If you have weak glutes, your squat and deadlift are going to suffer.
How do you know if you have weak glutes? Have a look at this list below and see if any apply to you;
- Knee Pain: discomfort/pain around the knee can mean your glutes, and hamstrings, aren’t functioning as well as they should be. This is usually an indicator that your quad dominant, causing a pull on your kneecap and causing the discomfort/pain.
- Poor Mechanics: looking at your squat and deadlift, do your knees cave in during squatting or do you just use your back instead of squeezing your bum during the deadlift? This is an indication that your glutes aren’t firing properly to allow proper movement mechanics.
- No Soreness: after a heavy leg day, do your glutes ever feel as sore as the rest of your legs? If not, other muscles are taking on more work than they should as opposed to the work that should be done by the glutes.
- Tight Hips: having weak glutes, and hamstrings, can lead to a posture imbalance. The muscles at the front of your body will then become dominant and pull your hips forward, creating the tightness.
9 times out of 10, atleast someone I come across has one or two of these issues. This just comes down to the modern lifestyle of sitting down for endless hours.
Get rid of your lazy arse status and try these fixes out in your training to get your glutes firing and your training to the next level;
- Stretch & Contract: using hinging movements allows the glutes and hamstrings to lengthen through their full range of motion. This is important when we start to talk about glute function.
When flexion of the hips occurs, the stretching of the hamstrings and glutes, the only option the glutes have left is to contract and extend the hips. Think of the coaching cue, hips back. Any exercise that is loaded at the front will emphasise this stretching of the hamstrings and glutes. However, to get your glutes really firing, the focus should be on lowering the weight slowly and then making that hip extension fast and powerful. You’re looking at 3-5 seconds on the way down then fast up.
Exercises such as deadlifts, glute bridges, hip thrusts and cable pull throughs are great for targeting this movement. You should be looking at higher reps, 15-20, to really target the glutes.
- Keep The Tension: any tension that is lost from the body means that any force you can produce is lost. That is why the muscles that stabilise your spine are so important. Keeping this tension allows the hips to fully flex and extend. No one who angry catted (arching in the spine) on a deadlift or turned a squat into a slut drop ever lifted to their maximum without hurting themselves. The people who stay tight lift heavy.
- Kettlebell Swings: using kettlebell swings are great for getting the glutes firing and strengthening your posterior chain.. They stimulate the intrafusal muscle fibres of your body. These muscle fibres are responsible for monitoring the amount and rate of change in length of a muscle. Simply put, it wakes up your hamstrings and glutes before lifting.
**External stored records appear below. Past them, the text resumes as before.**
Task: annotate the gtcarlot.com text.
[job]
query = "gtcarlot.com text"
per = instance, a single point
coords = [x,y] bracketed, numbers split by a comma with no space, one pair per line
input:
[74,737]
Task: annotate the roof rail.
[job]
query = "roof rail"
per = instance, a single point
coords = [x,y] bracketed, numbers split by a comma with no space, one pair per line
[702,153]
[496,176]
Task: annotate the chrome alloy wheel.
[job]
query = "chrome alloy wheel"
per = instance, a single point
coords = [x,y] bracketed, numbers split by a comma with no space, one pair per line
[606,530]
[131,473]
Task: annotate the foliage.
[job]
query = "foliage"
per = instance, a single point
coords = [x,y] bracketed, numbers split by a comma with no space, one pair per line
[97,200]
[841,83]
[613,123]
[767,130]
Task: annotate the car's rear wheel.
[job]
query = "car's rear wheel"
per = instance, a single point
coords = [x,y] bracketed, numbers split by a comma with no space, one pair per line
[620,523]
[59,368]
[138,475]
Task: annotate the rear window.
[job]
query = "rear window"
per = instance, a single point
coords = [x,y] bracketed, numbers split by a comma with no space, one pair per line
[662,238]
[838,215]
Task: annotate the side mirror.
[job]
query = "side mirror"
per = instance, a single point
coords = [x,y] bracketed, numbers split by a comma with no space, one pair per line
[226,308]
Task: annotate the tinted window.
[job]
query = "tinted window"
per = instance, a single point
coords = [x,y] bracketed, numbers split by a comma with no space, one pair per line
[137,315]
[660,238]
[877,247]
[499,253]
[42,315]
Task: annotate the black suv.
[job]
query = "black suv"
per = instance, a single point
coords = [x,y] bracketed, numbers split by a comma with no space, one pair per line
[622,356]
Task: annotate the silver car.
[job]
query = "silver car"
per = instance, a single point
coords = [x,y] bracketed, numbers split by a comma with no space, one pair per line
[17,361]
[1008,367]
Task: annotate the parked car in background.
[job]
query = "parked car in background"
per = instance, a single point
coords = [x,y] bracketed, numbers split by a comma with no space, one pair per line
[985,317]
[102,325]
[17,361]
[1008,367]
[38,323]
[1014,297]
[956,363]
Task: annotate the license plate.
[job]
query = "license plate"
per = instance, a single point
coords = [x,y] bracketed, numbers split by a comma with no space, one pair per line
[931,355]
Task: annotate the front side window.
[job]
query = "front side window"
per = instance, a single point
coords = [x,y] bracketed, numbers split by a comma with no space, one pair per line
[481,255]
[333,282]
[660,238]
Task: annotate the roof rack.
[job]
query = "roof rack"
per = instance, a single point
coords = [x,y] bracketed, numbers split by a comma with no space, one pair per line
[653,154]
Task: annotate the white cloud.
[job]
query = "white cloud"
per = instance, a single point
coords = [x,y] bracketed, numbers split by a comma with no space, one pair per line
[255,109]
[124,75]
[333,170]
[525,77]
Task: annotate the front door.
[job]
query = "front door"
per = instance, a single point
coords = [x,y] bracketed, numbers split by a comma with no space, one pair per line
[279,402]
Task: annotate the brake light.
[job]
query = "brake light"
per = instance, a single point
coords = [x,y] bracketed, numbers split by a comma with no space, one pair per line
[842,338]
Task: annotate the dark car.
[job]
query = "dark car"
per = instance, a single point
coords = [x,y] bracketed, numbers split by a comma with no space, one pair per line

- Stop Your Knees Collapsing: stopping your knees collapsing will automatically improve glute activation. Whenever your knees collapse, the glutes and hips lose a lot of their contractile capabilities.
To avoid this, you should be aiming to keep your knees following your toes and screwing your feet into the floor. Simple exercises to help with this can be banded squats. Keep the reps high, 15-20, and feel the burn in your glutes.
- Are You Symmetrical: nearly everyone on the planet has one side stronger than the other. This just comes from the contralateral effect which is seen in many activities such as jumping and throwing. It’s nothing major, as long as it’s managed. The rule of thumb is if you have one dominant arm, the opposite bum cheek is your weakest.
Fixing this type of imbalance can be tricky. Isolating the weak glute comes from performing single leg exercises. We’re talking single leg deadlifts, hip thrusts or split squats. If you have not done these before, they can be very technical, so you may just want to use lighter loads on your squats. The emphasis then should be to focus on squeezing both glutes equally and reducing any shift to the side of the stronger glute.
After reading all of the exercises I’ve mentioned throughout this article, they should become a staple of your workouts. Not all have to be performed in the main portion of your workout, but at a bare minimum, they should be added into your warm ups. Trust me, after training your glutes to fire you will start to see a much improved performance in your deadlifts and squats.